Currently, if we add a new rule to the standard set, they're immediately consumable by pv-go. If I added a (buf.validate.field).bool.foo = "bar" rule, will that rule get built or silently ignored?

[jonbodner-buf]

It will get silently ignored, but that's where a test would come in (presumably we'd add a conformance test to validate the new rule, and it would fail for native).

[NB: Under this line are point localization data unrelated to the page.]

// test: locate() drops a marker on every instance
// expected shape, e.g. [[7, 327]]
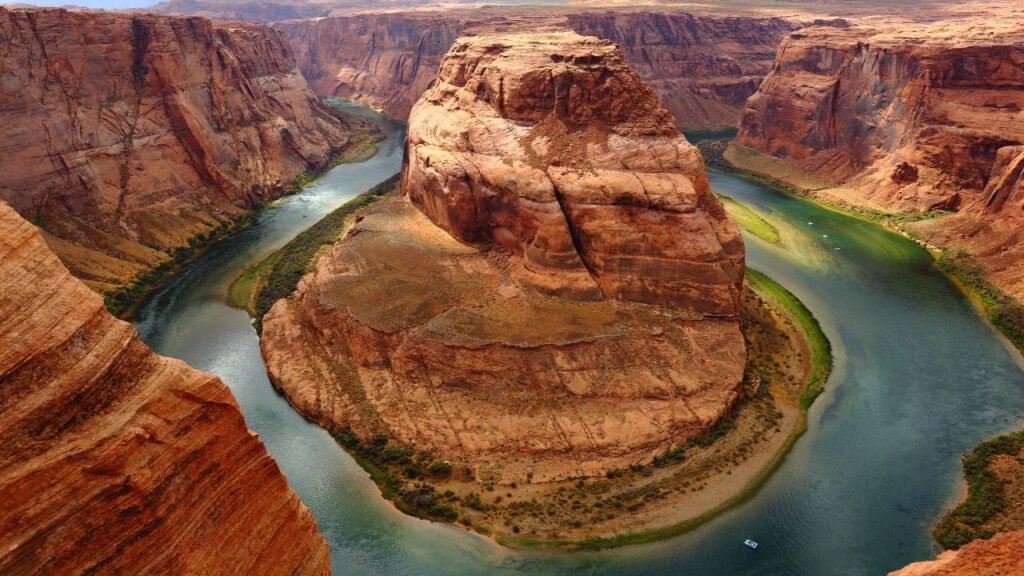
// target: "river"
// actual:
[[920, 378]]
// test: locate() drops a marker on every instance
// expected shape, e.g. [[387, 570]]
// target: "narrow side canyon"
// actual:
[[116, 460], [130, 137], [702, 68]]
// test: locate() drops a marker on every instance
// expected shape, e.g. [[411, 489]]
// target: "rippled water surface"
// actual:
[[920, 379]]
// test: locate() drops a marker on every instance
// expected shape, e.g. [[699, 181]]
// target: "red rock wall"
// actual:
[[115, 460], [702, 68], [906, 120], [126, 135], [555, 149], [1001, 556]]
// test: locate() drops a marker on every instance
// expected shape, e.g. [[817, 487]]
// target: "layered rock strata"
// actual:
[[902, 120], [127, 136], [556, 296], [116, 460], [704, 68], [921, 118]]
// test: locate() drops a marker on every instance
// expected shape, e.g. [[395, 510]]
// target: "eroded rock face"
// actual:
[[554, 296], [556, 150], [990, 229], [116, 460], [704, 68], [124, 136], [908, 119], [1001, 556]]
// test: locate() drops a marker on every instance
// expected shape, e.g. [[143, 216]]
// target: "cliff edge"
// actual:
[[114, 459]]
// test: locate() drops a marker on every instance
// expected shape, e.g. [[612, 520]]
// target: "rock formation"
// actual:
[[125, 136], [1001, 556], [116, 460], [704, 68], [569, 306], [902, 120], [920, 118]]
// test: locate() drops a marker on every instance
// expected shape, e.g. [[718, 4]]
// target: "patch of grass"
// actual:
[[381, 456], [821, 363], [821, 358], [123, 301], [986, 498], [276, 276], [1005, 312], [751, 220]]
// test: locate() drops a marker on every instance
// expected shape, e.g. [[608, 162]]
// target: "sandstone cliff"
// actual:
[[125, 136], [920, 118], [704, 68], [1001, 556], [902, 120], [116, 460], [587, 319]]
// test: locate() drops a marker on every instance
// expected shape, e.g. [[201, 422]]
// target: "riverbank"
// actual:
[[992, 470], [276, 276], [1004, 312], [671, 492], [124, 301]]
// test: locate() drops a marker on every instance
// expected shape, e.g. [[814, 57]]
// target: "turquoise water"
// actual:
[[920, 379]]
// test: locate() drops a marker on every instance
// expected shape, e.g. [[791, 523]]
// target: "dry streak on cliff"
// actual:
[[589, 323], [116, 460], [124, 136]]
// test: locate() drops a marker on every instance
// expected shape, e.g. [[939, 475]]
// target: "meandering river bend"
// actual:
[[920, 378]]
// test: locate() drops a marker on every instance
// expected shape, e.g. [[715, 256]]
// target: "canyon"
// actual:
[[911, 119], [515, 313], [553, 295], [538, 240], [999, 556], [704, 68], [117, 460], [136, 137]]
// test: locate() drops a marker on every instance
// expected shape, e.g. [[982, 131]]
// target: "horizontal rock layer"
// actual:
[[556, 294], [115, 460], [704, 68], [908, 119], [406, 332], [124, 136], [553, 148]]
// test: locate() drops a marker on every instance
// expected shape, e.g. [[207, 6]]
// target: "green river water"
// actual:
[[920, 378]]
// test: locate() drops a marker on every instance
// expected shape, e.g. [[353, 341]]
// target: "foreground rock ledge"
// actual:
[[116, 460], [558, 294]]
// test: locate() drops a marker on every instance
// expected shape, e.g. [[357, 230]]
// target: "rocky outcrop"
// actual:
[[116, 460], [904, 120], [127, 136], [1001, 556], [556, 150], [921, 118], [556, 296], [991, 228], [704, 68]]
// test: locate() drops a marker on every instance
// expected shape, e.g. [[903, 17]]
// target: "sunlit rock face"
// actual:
[[116, 460], [554, 148], [126, 135]]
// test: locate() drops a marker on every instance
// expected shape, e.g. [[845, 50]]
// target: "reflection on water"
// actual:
[[920, 379]]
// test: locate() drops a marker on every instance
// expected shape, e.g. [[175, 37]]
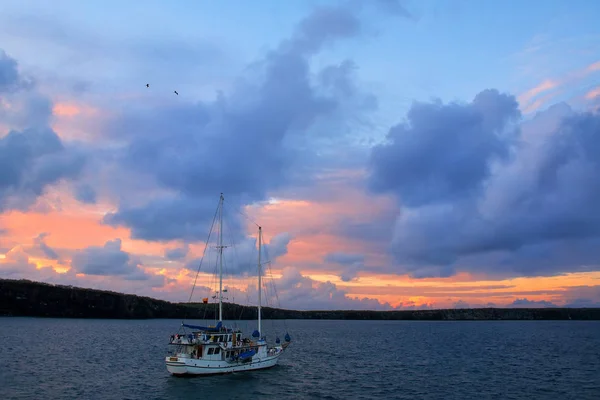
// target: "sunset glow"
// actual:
[[384, 174]]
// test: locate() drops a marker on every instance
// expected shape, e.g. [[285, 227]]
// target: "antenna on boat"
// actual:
[[259, 280], [221, 259]]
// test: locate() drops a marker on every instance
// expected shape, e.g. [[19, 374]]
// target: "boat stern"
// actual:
[[176, 365]]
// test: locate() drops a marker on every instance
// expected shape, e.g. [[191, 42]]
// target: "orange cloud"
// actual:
[[313, 224], [71, 110], [592, 94], [542, 87], [531, 103], [593, 67]]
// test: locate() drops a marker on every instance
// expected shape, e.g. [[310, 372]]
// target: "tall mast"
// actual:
[[221, 259], [259, 279]]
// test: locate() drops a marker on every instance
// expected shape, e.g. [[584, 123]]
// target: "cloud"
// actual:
[[417, 163], [256, 139], [351, 263], [9, 75], [241, 258], [108, 260], [17, 264], [178, 253], [484, 191], [85, 194], [303, 293], [33, 158], [46, 250], [525, 303]]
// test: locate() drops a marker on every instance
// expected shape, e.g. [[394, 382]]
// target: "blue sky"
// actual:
[[291, 100]]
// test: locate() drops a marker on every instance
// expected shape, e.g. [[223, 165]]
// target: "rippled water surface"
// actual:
[[110, 359]]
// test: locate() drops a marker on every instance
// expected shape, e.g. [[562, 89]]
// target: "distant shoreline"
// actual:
[[24, 298]]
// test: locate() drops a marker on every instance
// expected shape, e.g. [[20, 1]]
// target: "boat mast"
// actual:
[[221, 259], [259, 279]]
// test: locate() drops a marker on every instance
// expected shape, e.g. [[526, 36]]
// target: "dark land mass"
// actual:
[[36, 299]]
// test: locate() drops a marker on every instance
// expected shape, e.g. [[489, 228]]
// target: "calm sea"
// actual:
[[115, 359]]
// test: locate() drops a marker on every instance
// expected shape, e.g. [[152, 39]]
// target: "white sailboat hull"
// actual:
[[191, 366]]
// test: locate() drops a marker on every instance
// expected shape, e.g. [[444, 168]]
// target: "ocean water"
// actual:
[[116, 359]]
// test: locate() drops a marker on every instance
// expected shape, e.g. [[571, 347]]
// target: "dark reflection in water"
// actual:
[[110, 359]]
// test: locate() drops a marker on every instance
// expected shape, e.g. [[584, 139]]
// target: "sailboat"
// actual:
[[218, 349]]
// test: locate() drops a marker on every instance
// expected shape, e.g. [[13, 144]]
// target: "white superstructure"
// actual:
[[218, 349]]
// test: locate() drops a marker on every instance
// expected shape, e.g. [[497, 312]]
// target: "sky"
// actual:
[[397, 154]]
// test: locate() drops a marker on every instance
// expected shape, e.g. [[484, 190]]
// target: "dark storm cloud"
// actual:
[[244, 144], [444, 152], [9, 75], [33, 158], [480, 195], [85, 193], [241, 258], [108, 260], [29, 162]]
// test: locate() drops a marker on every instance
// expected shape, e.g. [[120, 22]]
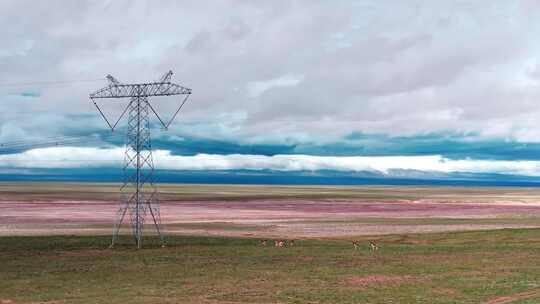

I have an idea on how to fail over to CEL if an unknown rule is used, but I haven't tried it out yet. However, adding the automatic failover would mean that we wouldn't have a great signal that we need to update the native rules.

[rodaine]

Yes, but right now it "just works" because there is no special treatment. We need to have these native rules apply at the same granularity (maybe based off the constraint ID) so that the replacements are more surgical. This will avoid a lot of extra boilerplate to.

[jonbodner-buf]

I've implemented fallthrough for rules that are implemented in CEL but not in native code. In builder.processStandardRules, a copy is made of the passed-in rules. When the rules copy is passed to a native implementation, any known validation has its value cleared. The rules copy is then used to build the CEL validators. This allows any validation rules that are unknown to the native code to be processed by the CEL engine. I've tested this by commenting out a single native validation. The CEL rule is substituted automatically.

[jonbodner-buf]

There's a performance impact at compile time, but it's still much faster than CEL-only rules.

[rodaine]

Since we're running the tests independently, we don't need to do this sort of test, correct? Better to keep the internals a black box at this level imo.

[jonbodner-buf]

I've found it a pretty useful way to develop and validate the rules.

[rodaine]

Then I think using a ValidatorOption is the better choice. Will let you actually run things in parallel.

[jonbodner-buf]

The ValidatorOption is now implemented.